„Die Klinge steckt in seinem Bauch“
Zeitung beruft sich auf eine vollumfängliche Informationspflicht
Vor dem Hamburger Hauptbahnhof wird ein Mann erstochen, der mutmaßliche Täter wenig später festgenommen. Eine Boulevardzeitung berichtet gedruckt und online und illustriert ihren Artikel mit mehreren Fotos. Eines zeigt das am Boden liegende Opfer. Bildtext: „17.18 Uhr: Das blutüberströmte Opfer sitzt am Boden, die Klinge steckt in seinem Bauch. Direkt hinter ihm der Messerstecher (blaue Jacke). Geschockte Passanten beobachten die Szene, darunter auch Kinder.“ Im Beitrag wird weiter mitgeteilt, dass die Zeitung das Foto-Protokoll eines Messer-Mordes zeige, mitten in der Großstadt und am helllichten Tag. Ein freier Fotograf, der den Vorgang festgehalten hat, wird mit den Worten zitiert: „Ich mache nur die Fotos – alles andere ist Sache der Redaktionen.“ Ein Beschwerdeführer ist der Meinung, dass die Veröffentlichung Ziffer 11 (Sensationsberichterstattung, Jugendschutz) verletze. An der Darstellung eines sterbenden Menschen bestehe kein überwiegendes berechtigtes Interesse der Öffentlichkeit. Mehrere andere Beschwerdeführer sehen Verstöße gegen mehrere presseethische Grundsätze. Der Fall werde reißerisch dargestellt.
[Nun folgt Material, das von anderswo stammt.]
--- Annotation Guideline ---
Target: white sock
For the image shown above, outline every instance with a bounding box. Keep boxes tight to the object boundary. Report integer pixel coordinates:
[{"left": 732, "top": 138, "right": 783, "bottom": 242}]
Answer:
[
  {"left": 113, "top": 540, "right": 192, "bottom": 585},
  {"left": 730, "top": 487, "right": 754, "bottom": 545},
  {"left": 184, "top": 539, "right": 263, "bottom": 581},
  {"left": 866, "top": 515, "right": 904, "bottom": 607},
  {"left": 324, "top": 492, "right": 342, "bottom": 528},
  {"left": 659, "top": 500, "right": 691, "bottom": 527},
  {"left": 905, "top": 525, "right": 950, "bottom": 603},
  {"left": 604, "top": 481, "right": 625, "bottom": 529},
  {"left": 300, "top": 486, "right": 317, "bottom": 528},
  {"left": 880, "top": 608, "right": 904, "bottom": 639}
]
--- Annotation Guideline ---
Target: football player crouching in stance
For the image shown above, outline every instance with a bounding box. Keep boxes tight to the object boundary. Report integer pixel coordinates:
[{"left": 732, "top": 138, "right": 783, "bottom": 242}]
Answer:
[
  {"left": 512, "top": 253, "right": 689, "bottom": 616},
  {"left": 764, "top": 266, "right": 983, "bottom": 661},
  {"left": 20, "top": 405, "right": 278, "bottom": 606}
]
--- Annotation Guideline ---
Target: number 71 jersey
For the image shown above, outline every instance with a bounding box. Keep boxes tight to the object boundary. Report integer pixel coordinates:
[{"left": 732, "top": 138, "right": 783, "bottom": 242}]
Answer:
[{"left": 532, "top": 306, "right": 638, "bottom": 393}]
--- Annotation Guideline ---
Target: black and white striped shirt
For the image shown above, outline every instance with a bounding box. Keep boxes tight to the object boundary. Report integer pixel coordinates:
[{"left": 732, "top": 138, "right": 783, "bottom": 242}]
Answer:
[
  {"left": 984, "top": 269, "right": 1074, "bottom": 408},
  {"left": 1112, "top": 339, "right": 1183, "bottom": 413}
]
Das Opfer sei schlecht verpixelt und werde sterbend in den Mittelpunkt eines Bildes gerückt. Zudem zeige die Zeitung den mutmaßlichen Täter, umstehende Personen und Polizeibeamte auf unverfremdeten Bildern. Jugendliche und Kinder könnten – so die Beschwerdeführer – problemlos auf diese Inhalte zugreifen. Für die Angehörigen des Opfers müsse dieser Anblick traumatisch sein. Der Leser werde in diesem Fall voyeuristisch in die Tat hineingezogen. Ein Beschwerdeführer schreibt, er schäme sich als angehender Journalist für die Art, wie die Zeitung mit diesem Ereignis umgegangen sei. Nach Meinung der Rechtsabteilung des Verlages sei es verständlich, wenn an der Art der Berichterstattung wie im vorliegenden Fall Kritik geübt werde. Sie beruft sich aber auf ein überwiegendes öffentliches Interesse und eine vollumfängliche Informationspflicht. Die Rechtsvertretung stellt fest, dass aus ihrer Sicht der Verletzte nicht herabgewürdigt worden sei. Die Zeitung habe in dieser Weise berichten dürfen, weil sich die Tat öffentlich ereignet habe und der mutmaßliche Täter öffentlich verfolgt und schließlich festgenommen worden sei. Eine Zeitung aus dem gleichen Verlag habe statt der Fotos eine Skizze vom Tathergang abgedruckt, weil die Redaktion nicht bereit gewesen sei, das für die Fotos übliche Honorar zu zahlen.